Leaving the town behind, they followed a goat-wide path through dense vegetation to the water's edge. It was hard to find places near the town that were even slightly private, without trespassing on the resorts' private beaches. But Tuva and her kids had pointed Lucky and Jen to a headland where remnants of harder volcanic extrusions broke up the beach into smaller clefts and niches, shielding swimming shifters from curious eyes. Well-trampled sand indicated that the place was a popular hangout of local kids, probably for that reason, but it wasn't hard to find a sheltered spot beneath the overhanging rocks.
Lucky shed his clothes on the rocky strand, damp with ocean spray. The moon glimmered across the water as he waded in.
"Skinny dipping?" Avery asked. He sat on a boulder with his cane leaning against his leg. He'd handled the scramble across the slippery rocks better than Jen was afraid he might, but he was clearly hurting a little now.
"Just gonna show you something," Lucky said. "Jen says she trusts you, so I'm going to trust you too.

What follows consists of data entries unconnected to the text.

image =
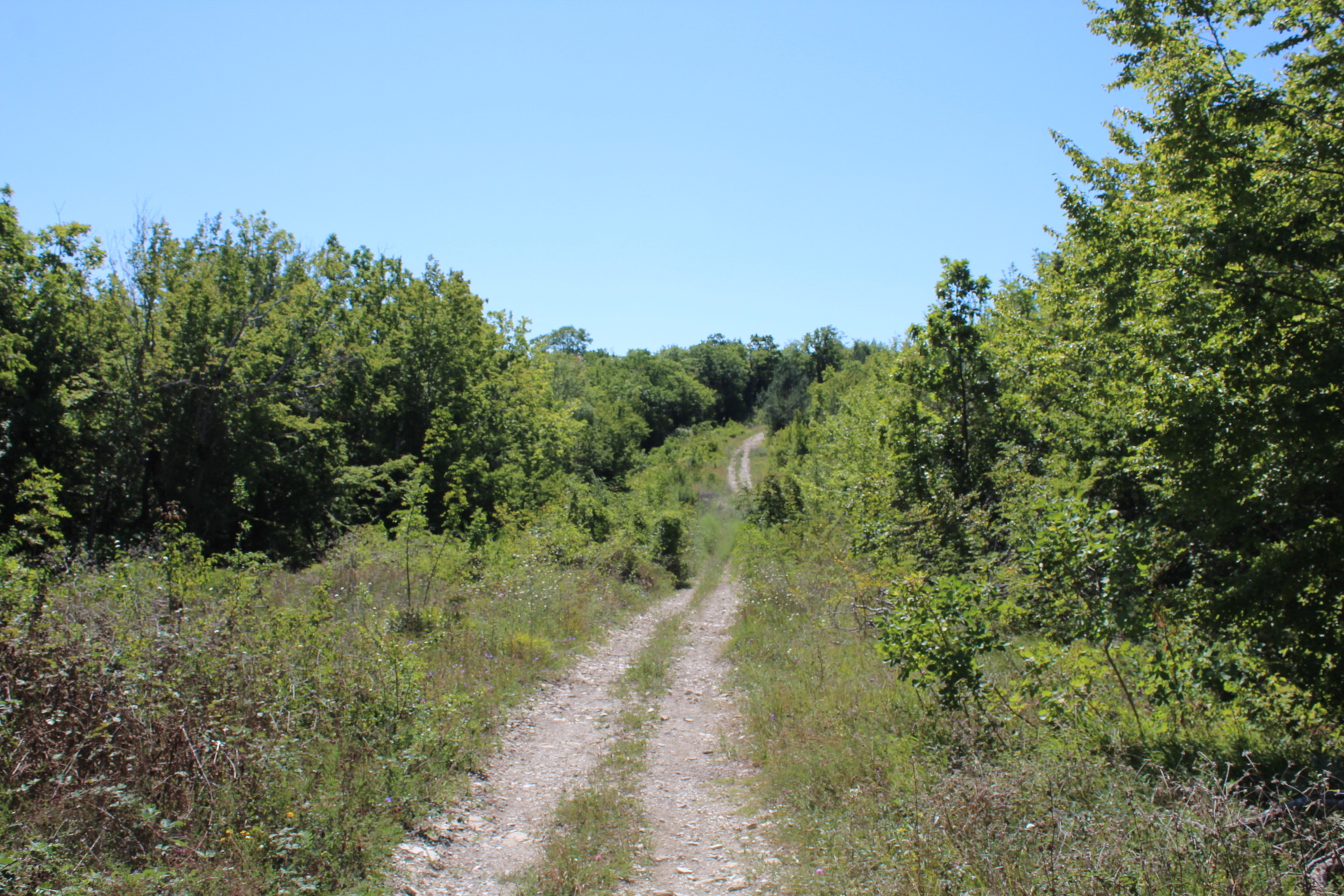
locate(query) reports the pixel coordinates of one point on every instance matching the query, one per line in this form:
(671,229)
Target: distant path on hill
(692,793)
(739,466)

I want you to know I'm not in the habit of doing that. But where it goes from here ... well, I guess that's up to you."
He raised his arms.
"Show-off," Jen called.
Lucky's teeth flashed in a bright, white grin. "Hey, if I can't get a little theatrical, what's the point?"

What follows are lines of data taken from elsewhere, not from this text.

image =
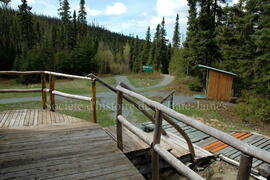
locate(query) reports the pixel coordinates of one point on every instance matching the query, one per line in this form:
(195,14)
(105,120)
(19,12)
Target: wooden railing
(161,111)
(52,90)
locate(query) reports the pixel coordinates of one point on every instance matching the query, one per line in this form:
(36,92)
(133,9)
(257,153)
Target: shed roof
(218,70)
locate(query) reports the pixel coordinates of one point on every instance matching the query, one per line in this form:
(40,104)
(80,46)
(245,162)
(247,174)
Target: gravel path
(109,97)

His body lengthened, and wings curved around his sides, spreading to fill the night. Jen was amused and unsurprised to see that he'd chosen a large and impressive size, nothing at all like her first introduction to his shifted form.
Ankle-deep in the shallow water at t
he edge of the Pacific, the dragon looked down at them, green and gold and black, his horns framed against the moon. And Jen grinned, drinking in the stunned looks on Jack and Avery's faces.

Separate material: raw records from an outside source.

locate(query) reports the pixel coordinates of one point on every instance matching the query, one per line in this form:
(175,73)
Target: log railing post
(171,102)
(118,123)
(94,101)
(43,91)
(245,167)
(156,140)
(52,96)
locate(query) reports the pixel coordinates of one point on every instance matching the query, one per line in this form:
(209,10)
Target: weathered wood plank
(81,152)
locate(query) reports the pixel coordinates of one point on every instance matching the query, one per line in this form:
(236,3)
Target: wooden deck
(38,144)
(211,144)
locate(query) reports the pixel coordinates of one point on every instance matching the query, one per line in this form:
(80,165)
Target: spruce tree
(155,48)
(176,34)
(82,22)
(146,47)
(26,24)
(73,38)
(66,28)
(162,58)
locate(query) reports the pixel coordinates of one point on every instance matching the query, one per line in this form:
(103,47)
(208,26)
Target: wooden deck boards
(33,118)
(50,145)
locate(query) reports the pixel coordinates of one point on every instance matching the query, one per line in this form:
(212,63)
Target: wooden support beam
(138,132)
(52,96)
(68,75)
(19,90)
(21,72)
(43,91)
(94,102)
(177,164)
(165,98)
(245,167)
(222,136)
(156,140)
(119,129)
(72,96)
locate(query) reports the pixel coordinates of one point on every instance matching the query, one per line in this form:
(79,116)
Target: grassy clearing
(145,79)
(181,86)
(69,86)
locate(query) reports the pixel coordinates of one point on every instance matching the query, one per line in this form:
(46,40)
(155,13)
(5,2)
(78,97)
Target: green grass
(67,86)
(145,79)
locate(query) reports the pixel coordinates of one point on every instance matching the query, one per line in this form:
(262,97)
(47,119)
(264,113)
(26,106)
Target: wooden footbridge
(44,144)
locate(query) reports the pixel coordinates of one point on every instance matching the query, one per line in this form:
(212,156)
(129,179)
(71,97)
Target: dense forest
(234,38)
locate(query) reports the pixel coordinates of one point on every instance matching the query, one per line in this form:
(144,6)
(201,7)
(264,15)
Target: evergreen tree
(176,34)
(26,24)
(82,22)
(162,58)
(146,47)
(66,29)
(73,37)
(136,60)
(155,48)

"Guys, do I have one hell of a debrief for you."
Epilogue: Seattle
Seattle welcomed Jen back to its bosom with four solid days of rain and temperatures dipping near freezing. She thought about turning around and getting right back on the plane, but she had a feeling that if she tried, Jack and Avery would drag her bodily to Seattle soil. There was only so long she could manage to duck the inevitable debriefing.
During her first few days back in the U.S., Jen spent a lot of time in Division Chief Stiers' office with the door shut, going over the Valeria situation. She was even pulled into a long teleconference with Curtis Easton, the SCB's director in DC, who she had never spoken to before. It seemed that she'd earned herself a little unwanted notoriety by coming back with not just one but two pieces of brand-new intel for the SCB. Avery pointed out she might get a promotion out of it. ("Right, because that sounds like a lot of fun for everyone. I'd last three days at a desk job before I murdered someone, Hollen; are you high.")
When she'd last seen Lucky on the island, he had let her know that, as far as he was concerned, the decision of who to tell about the dragons was up to her; he wasn't going to try to stop her. She had given some thought on the flight to keeping it a secret even from Stiers and Easton. Avery and Jack would have backed her up on it, she knew, though they wouldn't have been happy about it. But in the end she gave her boss, and her boss's boss, an expurgated but generally accurate version of events on the Memphis, emphasizing that the Dragon's Tears trade had been stopped (in the U.S. only, but that was part of the expurgated portion). She expected that, given other circumstances, they would have grilled her more thoroughly about the gaps in her report, but the news of the Valeria was a sufficient distraction that she managed to skim through the hazier areas without too much difficulty.